Thursday, March 14, 2013

Window safety locks key for saving lives - Sydney Morning Herald


The NSW government's announcement that it will amend the strata legislation to require owners corporations to install safety devices on all windows, is a rational response to the significant number of children who fall from windows each year.


In 2011-12, 39 children were hospitalised as a result of window falls. The most decisive factor in the seriousness of injuries sustained is the surface on which a child lands. If they fall out of a house window, they are likely to land in a garden bed or on grass; if they fall out of an apartment window, they are most likely to land on concrete.

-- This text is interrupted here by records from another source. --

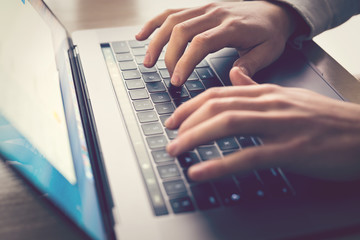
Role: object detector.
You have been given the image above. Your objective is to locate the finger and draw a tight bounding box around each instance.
[229,66,257,86]
[144,8,204,67]
[188,144,287,181]
[135,8,185,41]
[167,111,276,156]
[171,25,232,86]
[233,41,283,78]
[165,12,221,74]
[178,97,268,135]
[165,85,268,129]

Many families would prefer to live in freestanding housing. As a result, Sydney's strata stock, both old and new, is not built with children in mind. Most apartments are one or two bedrooms and lack an outdoor play space. Increasing numbers of children live in apartments because their parents want to live closer to work and city amenities, or because they have no financial alternative. The majority of children who live in Sydney apartments are from recent migrant families. These children are likely to be living in rented accommodation and their parents are not permitted to attach locks or limiting devices to windows without consent from the landlord. Often children are required to play in small bedrooms with furniture under windows. Very young children are naturally inquisitive and incapable of judging risks. They climb onto window sills and lean on flyscreens, which are not designed to bear their weight. This is how many children come to fall metres onto concrete below.


When this issue has been raised in the media in the past, I have been stunned by the level of vitriol in comments on articles. What people don't realise is that every minute of every day we are all protected by the law in relation to the buildings in which we live and work. Sill and balustrade heights are designed to prevent adults toppling over them if they trip. The so-called "nanny state" legislates to protect all adults in the inevitable event of accident.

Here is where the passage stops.